海外情勢

米大統領選 バイデン氏が民主党候補に サンダース氏撤退

 サンダース米上院議員は8日、大統領選の民主党候補指名争いからの撤退を表明し、同党の候補は事実上、バイデン前副大統領に決まった。再選を目指す共和党のトランプ大統領とバイデン氏の対決となる。

 サンダース氏は序盤、指名争いをリードしたものの、2月29日のサウスカロライナ州予備選でバイデン氏に大差で敗れ、3月3日のスーパーチューズデーでその差はさらに開き、選挙人獲得数でバイデン氏を上回るのが難しくなっていた。

 サンダース氏はインターネット上でライブ配信された支持者向けの演説で、「米国に多大な影響を及ぼした前例のない草の根の選挙運動を展開するに当たっての支援に対し、深く感謝の意を表したい」と発言。「われわれは共に取り組み、米国がどのような将来像を目指すかについて国民の意識を変えた」と語った。

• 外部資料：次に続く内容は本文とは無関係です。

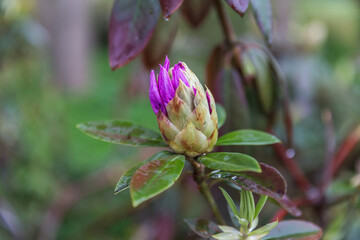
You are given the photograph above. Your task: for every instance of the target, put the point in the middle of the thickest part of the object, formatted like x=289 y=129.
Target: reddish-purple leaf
x=160 y=43
x=240 y=6
x=170 y=6
x=195 y=11
x=132 y=24
x=269 y=182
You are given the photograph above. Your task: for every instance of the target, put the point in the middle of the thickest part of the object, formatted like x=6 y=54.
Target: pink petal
x=154 y=95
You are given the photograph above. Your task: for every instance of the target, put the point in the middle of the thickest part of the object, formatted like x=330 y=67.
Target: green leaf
x=296 y=230
x=260 y=204
x=264 y=229
x=264 y=17
x=231 y=203
x=122 y=132
x=202 y=227
x=227 y=236
x=220 y=110
x=235 y=162
x=125 y=179
x=247 y=137
x=155 y=177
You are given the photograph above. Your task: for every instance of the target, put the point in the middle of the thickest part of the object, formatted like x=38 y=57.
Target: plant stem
x=204 y=188
x=230 y=38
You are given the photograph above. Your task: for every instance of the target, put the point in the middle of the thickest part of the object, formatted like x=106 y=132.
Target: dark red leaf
x=132 y=24
x=239 y=6
x=195 y=11
x=160 y=43
x=170 y=6
x=269 y=182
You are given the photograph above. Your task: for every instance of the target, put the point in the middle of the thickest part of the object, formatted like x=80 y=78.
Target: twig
x=230 y=38
x=342 y=153
x=199 y=177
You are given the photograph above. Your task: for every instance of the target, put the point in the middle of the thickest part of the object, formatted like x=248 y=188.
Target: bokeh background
x=57 y=183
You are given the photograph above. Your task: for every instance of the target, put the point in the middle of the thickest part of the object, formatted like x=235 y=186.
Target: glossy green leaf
x=247 y=137
x=220 y=110
x=264 y=17
x=295 y=230
x=235 y=162
x=125 y=179
x=230 y=202
x=202 y=227
x=122 y=132
x=155 y=177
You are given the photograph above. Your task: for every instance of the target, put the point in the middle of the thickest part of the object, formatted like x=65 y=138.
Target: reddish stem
x=343 y=152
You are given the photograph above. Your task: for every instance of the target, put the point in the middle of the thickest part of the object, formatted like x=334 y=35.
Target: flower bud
x=185 y=111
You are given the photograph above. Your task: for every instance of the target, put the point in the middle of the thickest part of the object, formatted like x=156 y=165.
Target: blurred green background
x=57 y=183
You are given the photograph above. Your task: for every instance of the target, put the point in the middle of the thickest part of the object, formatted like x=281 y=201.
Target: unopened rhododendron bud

 ただ同氏は、民主党の政策綱領に自身の政策を反映させるため、予備選の名簿に残り、代議員の獲得は続けると説明した。

 一方、今後、若者やリベラル派の有権者の取り込みを図りたいバイデン氏はサンダース氏の支持者らに対し、同氏が掲げた気候変動対策や所得格差の是正、セーフティーネットの再構築などの問題を重視すると約束した。「あなた方を見て、声に耳を傾け、米国で行うべきことの緊急性を理解する」と述べた上で、「われわれと一緒になっていただきたい。あなた方は必要であり、大歓迎する」と呼び掛けた。